Comunque sia la sua lancia, che deturpò il corpo ormai morto di Gesù, fu considerata una reliquia a causa del contatto col sangue del Salvatore, di conseguenza un suo eventuale possesso avrebbe comportato un grande prestigio e grande forza al suo detentore.  Della lancia sappiamo che è appartenuta a molti centurioni, prima di passare nelle mani di Costanzo Cloro, il quale, nonostante avesse perseguitato i Cristiani, fu molto umano nei loro confronti, a differenza del suo predecessore Diocleziano.  Costanzo diede la lancia al figlio Costantino che la impugnò durante la famosissima battaglia di Ponte Milvio, in cui ottenne una vittoria schiacciante su Massenzio e conseguì il principato. Costantino è celebre non solo per essere entrato in possesso di un così prezioso oggetto, ma anche per il sogno premonitore in cui gli comparve in cielo una croce, con la scritta “In hoc signo vinces” (sotto questo segno vincerai), che sancì un’iniziale conversione dell’imperatore. Col passare degli anni la portentosa reliquia giunge nelle mani di imperatori e di generali (si pensi che grazie alla Sacra Lancia, Teodosio riuscì a scacciare i Goti dall’impero Romano o che Flavio Ezio annientò le truppe unne al soldo di Attila presso i Campi Catalaunici).

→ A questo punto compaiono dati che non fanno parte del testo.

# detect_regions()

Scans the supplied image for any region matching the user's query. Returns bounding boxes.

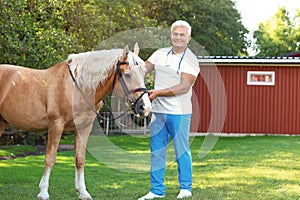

Ma è nel Medioevo che la fama della lancia conosce un exploit senza precedenti: molti imperatori del Sacro Romano Impero Germanico si vanteranno di aver visto e impugnato la lancia di Longino, come ad esempio Ottone I, il quale, brandendola, riuscì a condurre una vittoriosa campagna bellica contro gli ungheresi, un popolo barbaro proveniente dalle steppe dell’odierna Ungheria (da cui deriva il loro nome). Ma occorre dire una fatto importante, e cioè che la lancia non ha segni di battaglia, dunque possiamo notare come il suo uso non fosse tanto bellico quanto rituale, in quanto essa dava onnipotenza al suo detentore. La presenza simbolica della lancia è notabile anche nello stemma della casata degli imperatori del Sacro Romano Impero Germanico. Come si nota dalla prima immagine della seconda pagina, la lancia presenta all’estremità un chiodo, precisamente un chiodo della Santa Croce di Cristo. Anche la copia di Cracovia presenta la “spina”, cioè il chiodo della croce, il che ci fa capire come esso fosse stato aggiunto nel X secolo (periodo della donazione al re di Polonia) o forse pure prima.